Первому жаворонку откликнулся второй, третий. Скоро всё небо, казалось, было заполнено, залито до краёв их песнями, но Иван, сколько ни всматривался, не мог заметить ни одной птички. И он не знал уже — вверх, от земли, в это бездонное небо уносят они свои песни или, наоборот, спускают песни-цепочки с неба на землю. Да это было и неважно. Важно, что песни были слышны, что они заполняли своим звоном всё вокруг.
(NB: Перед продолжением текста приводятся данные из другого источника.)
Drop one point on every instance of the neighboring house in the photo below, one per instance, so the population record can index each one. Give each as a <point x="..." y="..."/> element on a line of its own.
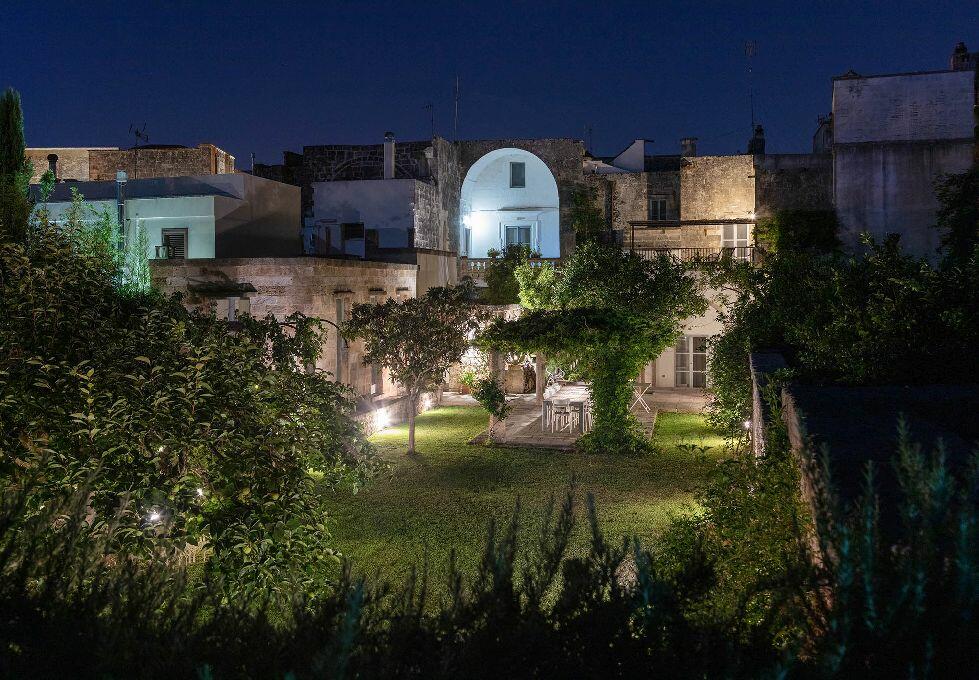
<point x="893" y="136"/>
<point x="101" y="163"/>
<point x="197" y="217"/>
— Жизнь-то, Агата, видишь, не кончилась, — тихо промолвил Иван.
— Я их, проклятых, терпеть не могу, этих жаворонков. В тот день, когда тебя Яшка Алейников увёз, они всё звонили…
Иван сдвинул белёсые брови, на лбу его глубже обозначились морщины.
— А я их зимой и летом слышал. Проснусь ночью — холодно в бараке, за стеной вьюга воет. Прислушаюсь — нет, поют жаворонки. И теплее вроде, легче.
Агата удивлённо поглядела на мужа круглыми, тёмными, как смородины, глазами.
— Как ты вынес всё?
— Человек — он привычливый.
— А я сперва всё письма от тебя ждала.
— Я был без права переписки… Ну, рассказывай, как вы тут?
— Да как? Володька и Дашутка ничего, здоровенькие…
— Значит… дочка у меня родилась? — хрипло произнёс Иван, сухие губы его затряслись.
— Ваня, Ваня…
— А я всё гадал — сын ли, дочь ли? И ещё — живо ли дитё? И от этой неизвестности было тяжельше всего…
Агата гладила его жёсткую, заскорузлую, скрюченную ладонь.
— Лопату, видать, частенько держал в руках-то?
— Да уж покидал землицы, всю собрать — со Звенигору холмик будет… Дочку Дашуткой, значит, назвала?
— Ага, Дарьей. Плохо?
— Нет, хорошо это — Даша. Ну, пойдём…
Над ними пели и пели жаворонки.
Когда взошли на увал, открылся вид на всю долину. На самом дне, разметавшись беспорядочно в разные стороны, поблёскивая окнами и крышами, лежала Михайловка. Над домами бугрились тополя и берёзы, а посередине деревни стоял почему-то столб дыма, прямой и высокий.
Иван снял фуражку, долго с высоты смотрел на деревню, прижавшуюся одним боком к лесу. Ветерок шевелил его белые волосы.
— Мне всё чудилось — не признаю деревни. Нет, признал. Всё такая же. Тополя сильно подросли.
— Какой же ей быть? Из нового — ток построили, видишь деревянные навесы на северном краю? Да два скотных двора — эвон прямо за дымом. А боле ничего вроде. Да и зачем боле? Не надо. Ток и коровники добротные выстроили. Из лиственницы. Навек хватит. Панкрат — он хозяйственный.
— Как он, Панкрат?
— Постарел шибко. Тише стал, нелюдимей. И кашляет всё. — И вдруг Агата всхлипнула. — Уж и не знаю, как бы я, если бы не Панкрат…
— Помог, значит?
— Да разве мне только? Всем, у кого худые домишки, перетрясти помог. С района приезжие часто ругали его: куды, дескать, колхозные деньги транжиришь? А он: разве себе беру? Шибко народ Панкрата уважает.
— А что за дым это с того дома, под железом?